Theatre of the Long Now World Theatre Day 2011

To mark this year’s World Theatre Day (March 27) I want to blend two very true things:
Theatre is an organic byproduct to the human experience on this earth
This earth is very old and still going
There is a rather mind-blowingly cool organization based in San Francisco called The Long Now Foundation. Started in 1996 (or 01996 as they would write it), the Long Now folks hope “to creatively foster long-term thinking and responsibility in the framework of the next 10,000 years.” And “to provide counterpoint to today’s ‘faster/cheaper’ mind set and promote ‘slower/better’ thinking.”
I thought… where does theatre live in The Long Now?
Stewart Brand, in his book The Clock of The Long Now, shows us this diagram of the timing of various cosmic currents.
copyright The Long Now Foundation.
Nature time is slowest — fashion/art (although I might correct this to be ‘pop art’) time is fastest. And where is Culture? Right next to Nature. Because Culture is made up of the longest-lived stories, art, religion, language, and history of a people — it’s fiction and it’s fact. Culture is a slow, patient, exhaustive, lasting human force that examines, defines, propels and deepens the life of us all.
This is where theatre lives. We are still watching the plays of thousands of years ago — we are making the plays that will be watched thousands of years from today. In fact, one of The Long Now’s tenants is to “mind mythic depth” — which is certainly what those Greeks were doing at their Theatre of Dionysus.
Theatre is not built for trend — though the good plays usually sync up with the zeitgeist. Theatre aims to make things that last. And as much incredible storytelling is going on in TV these days — TV is a fast medium, a medium that most likely inspires “ooh what’s next!” as opposed to “what does this mean for all of us in the Now?”

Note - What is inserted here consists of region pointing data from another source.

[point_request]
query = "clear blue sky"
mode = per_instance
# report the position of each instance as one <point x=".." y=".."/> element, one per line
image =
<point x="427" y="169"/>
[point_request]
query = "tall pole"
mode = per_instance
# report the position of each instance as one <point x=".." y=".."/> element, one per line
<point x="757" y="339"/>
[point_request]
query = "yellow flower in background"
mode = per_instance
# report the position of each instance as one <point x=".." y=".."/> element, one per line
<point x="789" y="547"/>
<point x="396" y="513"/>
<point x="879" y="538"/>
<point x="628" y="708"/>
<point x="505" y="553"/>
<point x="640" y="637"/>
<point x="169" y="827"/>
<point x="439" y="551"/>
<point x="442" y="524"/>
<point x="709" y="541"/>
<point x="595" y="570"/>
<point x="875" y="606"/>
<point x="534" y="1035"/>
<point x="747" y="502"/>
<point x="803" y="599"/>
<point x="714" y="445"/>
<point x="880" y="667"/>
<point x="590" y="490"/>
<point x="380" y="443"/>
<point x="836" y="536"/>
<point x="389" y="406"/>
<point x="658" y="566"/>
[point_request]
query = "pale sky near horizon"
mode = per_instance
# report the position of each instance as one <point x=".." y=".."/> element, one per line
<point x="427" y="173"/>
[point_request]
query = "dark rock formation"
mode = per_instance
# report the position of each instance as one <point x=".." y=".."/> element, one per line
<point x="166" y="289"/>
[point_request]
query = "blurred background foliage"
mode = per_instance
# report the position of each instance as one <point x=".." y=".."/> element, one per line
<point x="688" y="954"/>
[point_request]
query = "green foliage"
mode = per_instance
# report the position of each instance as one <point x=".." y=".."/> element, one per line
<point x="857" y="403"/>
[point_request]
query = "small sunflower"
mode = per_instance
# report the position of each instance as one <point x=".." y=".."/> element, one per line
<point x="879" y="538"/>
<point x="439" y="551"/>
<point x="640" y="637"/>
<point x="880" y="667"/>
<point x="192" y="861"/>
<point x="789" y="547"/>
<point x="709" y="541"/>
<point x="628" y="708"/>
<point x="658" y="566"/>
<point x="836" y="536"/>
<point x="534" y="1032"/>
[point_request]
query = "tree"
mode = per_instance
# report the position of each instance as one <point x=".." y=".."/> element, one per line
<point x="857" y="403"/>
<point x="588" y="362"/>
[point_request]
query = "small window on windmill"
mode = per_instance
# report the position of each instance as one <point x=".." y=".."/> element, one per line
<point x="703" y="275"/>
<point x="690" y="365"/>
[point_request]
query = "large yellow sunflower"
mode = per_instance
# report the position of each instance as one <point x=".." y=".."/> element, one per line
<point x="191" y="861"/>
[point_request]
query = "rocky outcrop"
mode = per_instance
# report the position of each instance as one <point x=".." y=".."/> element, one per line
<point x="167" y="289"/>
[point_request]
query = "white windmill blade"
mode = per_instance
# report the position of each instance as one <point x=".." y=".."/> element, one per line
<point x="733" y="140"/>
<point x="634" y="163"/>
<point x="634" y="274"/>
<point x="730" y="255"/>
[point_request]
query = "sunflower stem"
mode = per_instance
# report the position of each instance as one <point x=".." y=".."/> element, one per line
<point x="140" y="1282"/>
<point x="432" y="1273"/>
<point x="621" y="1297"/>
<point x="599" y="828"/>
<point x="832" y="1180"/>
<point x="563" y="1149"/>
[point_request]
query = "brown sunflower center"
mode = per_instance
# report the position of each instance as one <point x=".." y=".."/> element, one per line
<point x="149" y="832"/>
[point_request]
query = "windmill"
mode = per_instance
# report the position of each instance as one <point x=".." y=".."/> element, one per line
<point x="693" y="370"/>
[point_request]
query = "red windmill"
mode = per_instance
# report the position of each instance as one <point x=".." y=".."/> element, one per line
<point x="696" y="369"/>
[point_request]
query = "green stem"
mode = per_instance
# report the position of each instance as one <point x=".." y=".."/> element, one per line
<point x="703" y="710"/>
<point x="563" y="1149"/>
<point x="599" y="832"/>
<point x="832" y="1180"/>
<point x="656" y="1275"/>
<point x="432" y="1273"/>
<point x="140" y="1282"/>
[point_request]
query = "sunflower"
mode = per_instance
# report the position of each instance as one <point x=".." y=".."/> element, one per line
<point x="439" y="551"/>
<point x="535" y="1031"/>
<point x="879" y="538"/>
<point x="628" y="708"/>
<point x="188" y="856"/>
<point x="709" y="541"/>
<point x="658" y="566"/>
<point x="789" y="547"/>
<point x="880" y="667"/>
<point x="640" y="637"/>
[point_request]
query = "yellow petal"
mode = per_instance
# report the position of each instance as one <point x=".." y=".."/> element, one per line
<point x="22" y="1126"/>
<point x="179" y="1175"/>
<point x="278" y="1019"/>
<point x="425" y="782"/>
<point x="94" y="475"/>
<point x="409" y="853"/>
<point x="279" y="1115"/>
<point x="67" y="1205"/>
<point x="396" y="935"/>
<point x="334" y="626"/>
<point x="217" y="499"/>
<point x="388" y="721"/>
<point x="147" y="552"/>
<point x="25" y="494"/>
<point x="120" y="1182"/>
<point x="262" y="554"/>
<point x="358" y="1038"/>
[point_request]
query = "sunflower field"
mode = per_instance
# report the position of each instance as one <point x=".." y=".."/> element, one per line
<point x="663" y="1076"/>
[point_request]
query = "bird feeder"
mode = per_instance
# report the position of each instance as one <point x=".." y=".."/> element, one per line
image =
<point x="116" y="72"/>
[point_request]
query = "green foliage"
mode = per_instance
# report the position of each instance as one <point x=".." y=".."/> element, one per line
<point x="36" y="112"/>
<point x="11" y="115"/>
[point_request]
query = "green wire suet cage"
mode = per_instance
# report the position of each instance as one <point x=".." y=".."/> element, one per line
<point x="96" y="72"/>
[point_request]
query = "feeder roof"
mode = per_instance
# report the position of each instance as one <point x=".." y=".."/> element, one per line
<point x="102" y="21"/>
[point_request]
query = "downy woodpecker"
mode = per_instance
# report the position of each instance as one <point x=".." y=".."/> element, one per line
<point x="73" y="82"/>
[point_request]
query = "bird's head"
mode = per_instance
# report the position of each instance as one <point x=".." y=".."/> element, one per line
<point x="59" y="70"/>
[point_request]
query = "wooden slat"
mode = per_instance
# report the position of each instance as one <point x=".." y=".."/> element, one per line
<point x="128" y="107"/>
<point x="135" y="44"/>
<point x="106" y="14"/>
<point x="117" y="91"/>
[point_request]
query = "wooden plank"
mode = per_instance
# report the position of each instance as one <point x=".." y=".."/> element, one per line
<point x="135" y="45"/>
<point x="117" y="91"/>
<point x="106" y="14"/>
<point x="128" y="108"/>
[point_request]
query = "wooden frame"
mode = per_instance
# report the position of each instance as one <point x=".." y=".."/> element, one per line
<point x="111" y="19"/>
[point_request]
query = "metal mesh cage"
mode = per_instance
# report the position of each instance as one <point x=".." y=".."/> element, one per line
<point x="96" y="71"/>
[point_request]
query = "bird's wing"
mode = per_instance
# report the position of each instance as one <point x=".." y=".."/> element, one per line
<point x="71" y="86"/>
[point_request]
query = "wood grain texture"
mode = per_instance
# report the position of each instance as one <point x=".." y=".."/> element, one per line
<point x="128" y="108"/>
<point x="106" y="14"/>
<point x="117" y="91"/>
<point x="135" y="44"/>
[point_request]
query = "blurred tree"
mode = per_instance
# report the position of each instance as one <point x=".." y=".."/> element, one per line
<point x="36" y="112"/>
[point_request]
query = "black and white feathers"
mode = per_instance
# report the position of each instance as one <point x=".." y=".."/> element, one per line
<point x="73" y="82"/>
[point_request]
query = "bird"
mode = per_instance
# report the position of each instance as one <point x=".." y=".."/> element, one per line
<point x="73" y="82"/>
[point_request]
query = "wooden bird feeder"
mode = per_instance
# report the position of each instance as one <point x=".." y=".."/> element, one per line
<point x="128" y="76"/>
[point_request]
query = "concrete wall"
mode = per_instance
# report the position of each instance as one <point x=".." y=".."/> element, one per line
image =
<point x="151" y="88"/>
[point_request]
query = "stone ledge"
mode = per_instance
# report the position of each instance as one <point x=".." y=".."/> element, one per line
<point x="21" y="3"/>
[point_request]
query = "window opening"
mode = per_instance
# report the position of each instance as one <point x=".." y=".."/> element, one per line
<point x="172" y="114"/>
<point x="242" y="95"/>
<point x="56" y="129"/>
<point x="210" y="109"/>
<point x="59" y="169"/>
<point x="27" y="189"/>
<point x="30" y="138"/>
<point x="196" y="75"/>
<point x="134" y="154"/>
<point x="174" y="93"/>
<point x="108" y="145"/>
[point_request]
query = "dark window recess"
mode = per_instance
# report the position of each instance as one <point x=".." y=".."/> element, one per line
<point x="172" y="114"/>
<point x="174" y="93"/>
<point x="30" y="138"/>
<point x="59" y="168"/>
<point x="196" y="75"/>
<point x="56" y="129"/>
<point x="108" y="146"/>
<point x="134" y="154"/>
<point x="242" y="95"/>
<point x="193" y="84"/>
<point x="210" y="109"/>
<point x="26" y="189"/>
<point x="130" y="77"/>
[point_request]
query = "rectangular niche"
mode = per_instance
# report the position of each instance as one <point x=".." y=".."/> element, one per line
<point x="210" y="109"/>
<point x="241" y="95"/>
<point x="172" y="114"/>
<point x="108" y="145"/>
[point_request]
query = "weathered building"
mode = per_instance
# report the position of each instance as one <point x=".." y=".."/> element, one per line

TV and Theatre aren’t competing for dramatic prowess, of course (unless it’s raining on a Friday and popcorn plus a rerun of Battlestar overpowers your desire to get out the door – I’ve been there my friends.) They do different things (and some of the same things), and at their best do them to astonishing impact.
What distinguishes Theatre most is its rebreathing. A movie is replayed (sometimes remade), a TV show is re-watched (sometimes remade), but a play is rebreathed with the simplest technology — people.